Chemistry

A Cyclohexane Conformation

A Cyclohexane Conformation

A cyclohexane conformation is any of several three-dimensional shapes adopted by a cyclohexane molecule. Because many compounds feature structurally similar six-membered rings, the structure and dynamics of cyclohexane are important prototypes of a wide range of compounds. It can refer to many different 3-Dimensional shapes assumed by a cyclohexane molecule without disturbing the integrity of the chemical bonds in it.

Cyclopropane is necessarily planar (flat), with the carbon atoms at the corners of an equilateral triangle. The internal angles of a flat regular hexagon are 120°, while the preferred angle between successive bonds in a carbon chain is about 109.5°, the tetrahedral angle. The 60º bond angles are much smaller than the optimum 109.5º angles of a normal tetrahedral carbon atom, and the resulting angle strain dramatically influences the chemical behavior of this cycloalkane. However, the carbon-carbon bonds belonging to the cyclohexane ring have a tetrahedral symmetry, with the bond angles corresponding to 109.5o. Therefore, the cyclohexane ring tends to assume certain non-planar (warped) conformations, which have all angles closer to 109.5° and therefore lower strain energy than the flat hexagonal shape. If two carbon atoms on opposite sides of the six-membered ring are lifted out of the plane of the ring, much of the angle strain can be eliminated.

The bond angles would necessarily be 120º, 10.5º larger than the ideal tetrahedral angle. Also, every carbon-carbon bond in such a structure would be eclipsed. The most important shapes are chair, half-chair, boat, and twist-boat.
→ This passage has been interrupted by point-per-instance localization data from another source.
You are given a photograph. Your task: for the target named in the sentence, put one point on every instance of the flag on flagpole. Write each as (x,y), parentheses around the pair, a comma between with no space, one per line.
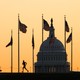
(51,40)
(66,26)
(69,38)
(10,43)
(22,27)
(33,39)
(45,25)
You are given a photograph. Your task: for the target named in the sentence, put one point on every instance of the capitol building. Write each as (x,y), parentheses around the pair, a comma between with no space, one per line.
(52,57)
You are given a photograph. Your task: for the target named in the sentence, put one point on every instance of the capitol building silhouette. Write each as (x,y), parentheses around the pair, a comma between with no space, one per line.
(52,56)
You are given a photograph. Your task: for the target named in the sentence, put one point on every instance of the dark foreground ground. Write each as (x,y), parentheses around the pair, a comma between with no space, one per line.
(40,76)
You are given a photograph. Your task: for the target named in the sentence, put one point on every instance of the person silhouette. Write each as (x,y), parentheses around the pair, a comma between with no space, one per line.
(24,66)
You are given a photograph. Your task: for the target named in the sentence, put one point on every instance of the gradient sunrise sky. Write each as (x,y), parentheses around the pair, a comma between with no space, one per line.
(31,14)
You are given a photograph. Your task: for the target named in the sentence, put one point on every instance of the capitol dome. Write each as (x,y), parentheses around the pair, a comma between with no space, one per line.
(56,45)
(52,56)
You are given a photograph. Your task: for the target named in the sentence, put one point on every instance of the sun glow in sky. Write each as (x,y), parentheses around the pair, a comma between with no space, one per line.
(31,14)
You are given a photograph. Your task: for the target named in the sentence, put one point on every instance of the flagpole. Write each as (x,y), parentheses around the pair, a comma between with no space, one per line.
(18,47)
(72,52)
(42,40)
(11,53)
(33,50)
(64,33)
(42,28)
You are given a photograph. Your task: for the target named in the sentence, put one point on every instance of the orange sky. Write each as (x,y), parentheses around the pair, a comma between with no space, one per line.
(31,14)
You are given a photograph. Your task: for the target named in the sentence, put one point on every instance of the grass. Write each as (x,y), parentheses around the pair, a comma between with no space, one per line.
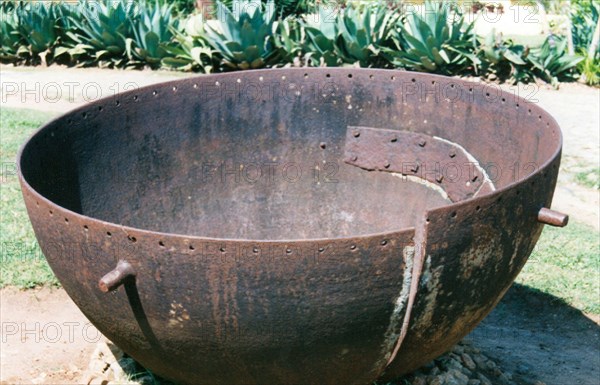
(22,263)
(589,178)
(566,264)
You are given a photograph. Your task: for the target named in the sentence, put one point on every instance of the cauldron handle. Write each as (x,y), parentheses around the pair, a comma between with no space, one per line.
(552,218)
(116,277)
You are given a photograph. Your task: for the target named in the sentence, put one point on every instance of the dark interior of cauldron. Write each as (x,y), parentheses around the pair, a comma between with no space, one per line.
(185,159)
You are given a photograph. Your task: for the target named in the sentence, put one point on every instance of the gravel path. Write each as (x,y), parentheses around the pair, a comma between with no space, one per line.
(516,344)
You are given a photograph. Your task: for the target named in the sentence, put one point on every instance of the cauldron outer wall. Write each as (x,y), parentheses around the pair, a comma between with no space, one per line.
(329,315)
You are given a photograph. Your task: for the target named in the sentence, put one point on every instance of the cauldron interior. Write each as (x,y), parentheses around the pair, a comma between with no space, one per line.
(241,175)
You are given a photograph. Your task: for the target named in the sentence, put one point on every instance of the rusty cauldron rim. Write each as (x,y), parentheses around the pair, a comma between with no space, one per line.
(329,72)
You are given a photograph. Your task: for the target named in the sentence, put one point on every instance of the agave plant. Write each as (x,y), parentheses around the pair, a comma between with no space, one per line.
(192,52)
(244,37)
(152,31)
(551,61)
(104,27)
(320,43)
(37,27)
(12,43)
(504,59)
(439,41)
(70,48)
(363,33)
(288,39)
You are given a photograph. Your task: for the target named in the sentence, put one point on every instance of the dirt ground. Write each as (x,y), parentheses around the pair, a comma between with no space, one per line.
(46,339)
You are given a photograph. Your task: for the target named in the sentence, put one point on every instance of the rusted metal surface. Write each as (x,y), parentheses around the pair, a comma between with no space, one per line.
(263,250)
(115,278)
(552,217)
(433,159)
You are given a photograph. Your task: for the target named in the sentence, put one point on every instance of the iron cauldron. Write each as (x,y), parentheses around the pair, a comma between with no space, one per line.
(298,226)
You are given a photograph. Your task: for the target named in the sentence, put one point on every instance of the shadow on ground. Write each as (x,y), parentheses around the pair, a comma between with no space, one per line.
(537,336)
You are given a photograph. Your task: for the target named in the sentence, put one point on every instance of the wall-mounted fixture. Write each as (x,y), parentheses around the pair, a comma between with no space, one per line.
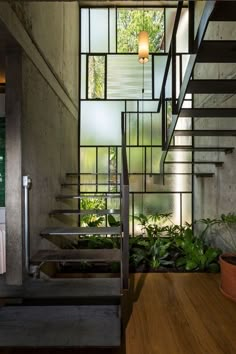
(143,44)
(143,47)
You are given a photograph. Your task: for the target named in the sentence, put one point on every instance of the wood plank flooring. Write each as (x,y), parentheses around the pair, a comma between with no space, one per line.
(171,314)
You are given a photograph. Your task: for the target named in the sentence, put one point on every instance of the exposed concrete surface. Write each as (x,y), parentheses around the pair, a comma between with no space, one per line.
(60,326)
(48,34)
(54,28)
(14,242)
(49,148)
(18,27)
(217,195)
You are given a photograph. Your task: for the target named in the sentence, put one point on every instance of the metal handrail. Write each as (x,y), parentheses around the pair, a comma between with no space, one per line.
(124,208)
(176,106)
(170,53)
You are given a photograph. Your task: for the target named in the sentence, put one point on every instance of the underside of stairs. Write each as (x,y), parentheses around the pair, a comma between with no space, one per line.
(202,52)
(86,312)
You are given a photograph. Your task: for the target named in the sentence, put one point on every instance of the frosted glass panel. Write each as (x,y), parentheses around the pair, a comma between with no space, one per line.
(83,76)
(158,203)
(88,160)
(96,76)
(186,208)
(125,77)
(182,33)
(180,183)
(135,160)
(131,106)
(99,30)
(101,122)
(153,160)
(112,29)
(84,30)
(159,69)
(147,106)
(103,160)
(131,126)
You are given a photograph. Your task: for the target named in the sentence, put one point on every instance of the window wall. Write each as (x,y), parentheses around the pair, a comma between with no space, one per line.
(112,82)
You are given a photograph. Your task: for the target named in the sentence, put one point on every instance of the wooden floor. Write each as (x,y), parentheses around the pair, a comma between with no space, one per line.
(171,314)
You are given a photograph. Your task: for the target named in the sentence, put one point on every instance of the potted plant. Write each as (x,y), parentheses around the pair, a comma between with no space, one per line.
(228,260)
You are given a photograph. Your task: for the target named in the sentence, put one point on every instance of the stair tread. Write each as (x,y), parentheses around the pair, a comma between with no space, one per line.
(99,195)
(208,112)
(85,212)
(60,326)
(64,288)
(195,162)
(204,174)
(73,230)
(204,132)
(224,11)
(201,148)
(217,51)
(75,255)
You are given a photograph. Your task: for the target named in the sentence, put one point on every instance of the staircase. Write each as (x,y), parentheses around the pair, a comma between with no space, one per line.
(82,312)
(202,52)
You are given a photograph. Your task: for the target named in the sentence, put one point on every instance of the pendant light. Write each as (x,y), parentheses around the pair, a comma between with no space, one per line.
(143,44)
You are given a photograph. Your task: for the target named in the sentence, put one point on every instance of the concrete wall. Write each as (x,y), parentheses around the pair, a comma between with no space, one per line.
(48,35)
(217,195)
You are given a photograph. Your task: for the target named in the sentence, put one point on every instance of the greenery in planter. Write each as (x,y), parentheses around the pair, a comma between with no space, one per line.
(164,245)
(194,254)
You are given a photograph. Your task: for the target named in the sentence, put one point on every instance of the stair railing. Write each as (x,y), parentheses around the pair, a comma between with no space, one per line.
(177,102)
(27,182)
(124,208)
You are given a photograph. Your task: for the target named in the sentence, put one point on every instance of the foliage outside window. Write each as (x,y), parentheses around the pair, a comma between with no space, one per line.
(131,21)
(96,77)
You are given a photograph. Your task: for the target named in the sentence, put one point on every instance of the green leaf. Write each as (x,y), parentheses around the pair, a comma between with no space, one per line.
(191,265)
(213,268)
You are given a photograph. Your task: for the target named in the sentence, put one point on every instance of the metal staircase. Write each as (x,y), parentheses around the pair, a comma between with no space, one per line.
(86,312)
(62,312)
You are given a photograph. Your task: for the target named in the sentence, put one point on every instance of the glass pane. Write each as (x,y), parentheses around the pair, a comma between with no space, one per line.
(131,21)
(131,106)
(159,69)
(101,122)
(172,183)
(88,160)
(99,30)
(156,129)
(145,129)
(96,77)
(147,106)
(136,183)
(125,78)
(182,32)
(136,160)
(157,203)
(153,160)
(83,76)
(112,29)
(186,208)
(103,160)
(170,20)
(131,124)
(84,30)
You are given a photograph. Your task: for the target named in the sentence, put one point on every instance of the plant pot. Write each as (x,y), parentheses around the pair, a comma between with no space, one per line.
(228,275)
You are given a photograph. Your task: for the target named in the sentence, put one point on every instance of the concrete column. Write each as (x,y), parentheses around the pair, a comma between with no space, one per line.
(14,241)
Their relative stabilities are: chair > twist boat > boat > half-chair. All relative conformational energies are shown below. The molecule can easily switch between these confirmations, and only two of them—chair and twist-boat—can be isolated in pure form. This geometry of chair cyclohexane conformations is generally preserved when the hydrogen atoms are replaced by halogen atoms such as fluorine, chlorine, bromine, and iodine. Examples of common conformations of cyclohexane include the boat, the twist-boat, the chair, and the half-chair conformations, which are named based on the shape that the cyclohexane molecule assumes in them. When chair flipping occurs, axial carbon-hydrogen bonds become equatorial and the equatorial carbon-hydrogen bonds become axial. However, they retain the corresponding ‘up’ or ‘down’ positions. The lowest energy conformation is chair conformation; thus, it is the most popular. The boat conformation of cyclohexane is not a very stable form due to the torsional strain applied to the cyclohexane molecule. These twist-boat conformations of cyclohexane are much more stable than their boat-shaped counterparts.